Зелеными, как крыжовник, глазами он злобно присматривался к неторопливой моей походке, выражению моего лица, раздражаясь и подогревая себя. Ему так хотелось, чтобы его что-нибудь сильно разозлило.
На подводе сидел хлопец в мешковатой, очевидно снятой с убитого, синей форме советского летчика, с низко опущенной на лоб челкой и, разинув рот, смотрел на меня испуганными глазами.
— Картуз! — вскричал он, словно на голове моей горел картуз.
— Культур! Культур нихт! — проворчал немец и кнутовищем скинул с меня картуз. — Хунд!
— Собака, — перевел хлопец.
— Дрек! — крикнул немец.
— Говно, — лениво вторил хлопец.
Стою без картуза и вглядываюсь в это длинное, желтушное лицо, в зеленую злость этих глаз: «Вот он, фашист!»
А он думал, что я интересуюсь его званием.
— Виц-фельдфебель! Гестапо! — сказал он.
— Виц-фельдфебель, — как эхо, повторил за ним хлопец.
— Махорка? — спросил «виц», подходя вплотную. Казалось, что у него сразу выросла дюжина рук, которые одновременно побывали во всех моих карманах.
Он вынул из моего кармана горсть засушенных березовых листьев: «О! Сигарет! Гавана!» Выпучив глаза, он весело залопотал:
— Ивануфка, Степануфка, Андриефка?..
«Виц», не сводя с меня глаз, задавал какие-то вопросы, сам на них отвечал, а потом визжал, разъяренный этими ответами, и топал ногами.
— Он что — псих? — спросил я хлопца, который грыз семечки.
— А кто его знает, — отвечал тот, лениво выплевывая шелуху.
— Рус! Рус! — кричал «виц», и это доводило его до бешенства.

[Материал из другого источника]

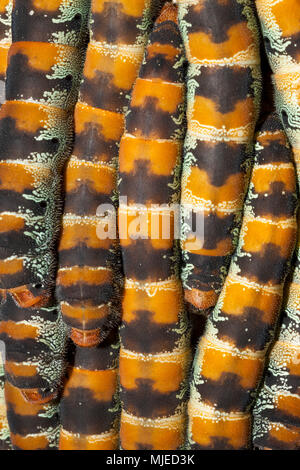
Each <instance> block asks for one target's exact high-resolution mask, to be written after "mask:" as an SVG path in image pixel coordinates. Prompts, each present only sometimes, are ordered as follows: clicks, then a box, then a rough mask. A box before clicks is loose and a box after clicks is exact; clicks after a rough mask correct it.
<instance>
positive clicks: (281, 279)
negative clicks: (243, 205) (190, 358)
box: [188, 113, 297, 450]
mask: <svg viewBox="0 0 300 470" xmlns="http://www.w3.org/2000/svg"><path fill="white" fill-rule="evenodd" d="M255 149H256V153H255V161H254V166H253V171H252V176H251V180H250V186H249V191H248V195H247V199H246V201H245V206H244V214H243V221H242V227H241V232H240V236H239V243H238V247H237V250H236V252H235V255H234V257H233V259H232V262H231V265H230V269H229V273H228V275H227V277H226V280H225V283H224V286H223V289H222V292H221V294H220V297H219V299H218V302H217V305H216V307H215V309H214V310H213V312H212V313H211V315H210V316H209V318H208V321H207V325H206V329H205V332H204V335H203V337H202V338H201V339H200V342H199V344H198V348H197V354H196V357H195V362H194V371H193V380H192V385H191V398H190V402H189V432H188V434H189V445H190V446H191V447H192V448H195V449H233V450H240V449H246V448H249V447H251V420H252V416H251V410H252V407H253V405H254V401H255V394H256V393H257V389H258V386H259V384H260V381H261V377H262V374H263V370H264V364H265V360H266V357H267V354H268V348H269V346H270V343H271V341H272V339H273V337H274V332H275V330H276V325H277V322H278V317H279V312H280V306H281V302H282V296H283V286H284V281H285V277H286V275H287V272H288V269H289V262H290V258H291V256H292V253H293V249H294V245H295V241H296V231H297V221H296V209H297V194H296V174H295V168H294V161H293V155H292V152H291V149H290V147H289V144H288V141H287V138H286V136H285V133H284V131H283V128H282V125H281V123H280V121H279V119H278V117H277V115H276V113H273V114H271V115H269V117H268V118H267V119H266V120H265V122H264V123H263V124H262V125H261V126H260V128H259V131H258V133H257V140H256V145H255Z"/></svg>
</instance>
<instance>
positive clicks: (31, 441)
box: [0, 0, 88, 450]
mask: <svg viewBox="0 0 300 470" xmlns="http://www.w3.org/2000/svg"><path fill="white" fill-rule="evenodd" d="M87 16H88V4H87V0H80V1H78V0H72V1H69V0H61V1H50V2H42V3H39V4H38V5H37V3H36V2H35V1H34V0H30V1H27V0H26V1H23V0H15V1H14V4H13V10H12V45H11V47H10V49H9V52H8V67H7V77H6V87H5V94H6V101H5V103H4V104H3V105H2V107H1V110H0V142H1V144H0V180H1V186H0V197H1V202H0V212H1V214H0V276H1V292H0V293H1V298H2V305H1V323H0V338H1V340H3V341H4V342H5V345H6V362H5V375H6V380H7V383H6V389H7V392H6V401H7V407H8V408H7V409H8V421H9V426H10V429H11V439H12V443H13V446H14V448H22V446H23V445H24V448H26V449H29V448H30V449H34V450H38V449H48V448H53V447H55V446H56V445H57V438H58V430H59V422H58V413H57V411H58V403H57V400H56V395H57V393H58V388H59V386H60V382H61V377H62V374H63V372H64V362H65V360H64V350H65V328H64V325H63V322H62V319H61V315H60V313H59V310H58V308H57V304H56V300H55V298H54V287H55V268H56V240H57V235H58V231H59V216H60V214H61V176H62V175H61V174H62V169H63V165H64V162H65V160H66V158H67V156H68V154H69V152H70V147H71V144H72V137H73V111H74V105H75V102H76V99H77V91H76V90H77V89H78V86H79V81H80V74H81V69H82V62H83V57H82V53H83V48H84V45H85V41H86V34H87V33H86V23H87ZM29 25H30V27H29ZM11 397H12V398H11ZM22 397H23V398H22ZM21 402H22V403H21ZM19 405H20V406H19ZM23 406H24V407H25V408H26V413H27V412H28V415H30V416H31V415H32V417H31V418H30V419H27V418H26V416H27V414H26V413H25V412H24V413H23V412H22V407H23ZM48 409H49V410H50V411H49V413H48ZM37 413H38V414H37ZM41 414H43V420H42V422H41V420H40V418H41V417H42V416H41ZM33 416H35V418H34V417H33ZM31 424H32V431H30V428H31ZM18 430H19V431H18ZM22 430H26V435H22V432H21V431H22ZM20 435H21V438H20V439H19V436H20ZM36 446H38V447H36ZM39 446H41V447H39Z"/></svg>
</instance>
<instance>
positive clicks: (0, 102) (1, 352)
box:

По дороге, из тумана, с раздирающим душу цыканьем проносились мотоциклетки, скакали одиночные кавалеристы, на ходу перебрасываясь с нашим немцем:
— Алло, Зайденцопф!
Иногда кивали в мою сторону, советуя:
— Зайденцопф, пук-пук!
Чего он хотел от меня, Зайденцопф? Скорее бы ему удалось вывернуть лицо мое наизнанку, чем вызвать льстивую улыбку. В черной рваной рубахе стою перед ним на ветру, под моросящим дождем.
Он долго и внимательно смотрел на меня, как бы решал: стрелять или немного обождать?
Потом отвернулся, вынул из соломы сверток и, как хорошему знакомому, улыбнулся большому куску сала.
Из ранца появился толстый-претолстый складной немецкий ножик. С одной стороны — вилочка, с другой — ложечка, в центре — ножики, штук пять, и среди них — какой-то длинный, острый, разбойничий, неизвестно для чего; а если появится на столе бутылка, то выскочит из складного ножика и штопор; если не поддается замок, есть и отмычка в этом ножике; если и отмычка не поможет, то и кусачки есть, и ножницы, и чуть ли не штопальная игла. Если бы предполагали, что солдат попадет в Китай, то всадили бы, наверное, туда и палочки для риса. Весь план походов и ограблений был уже в миниатюрном, микроскопическом виде представлен в этом солдатском ножике.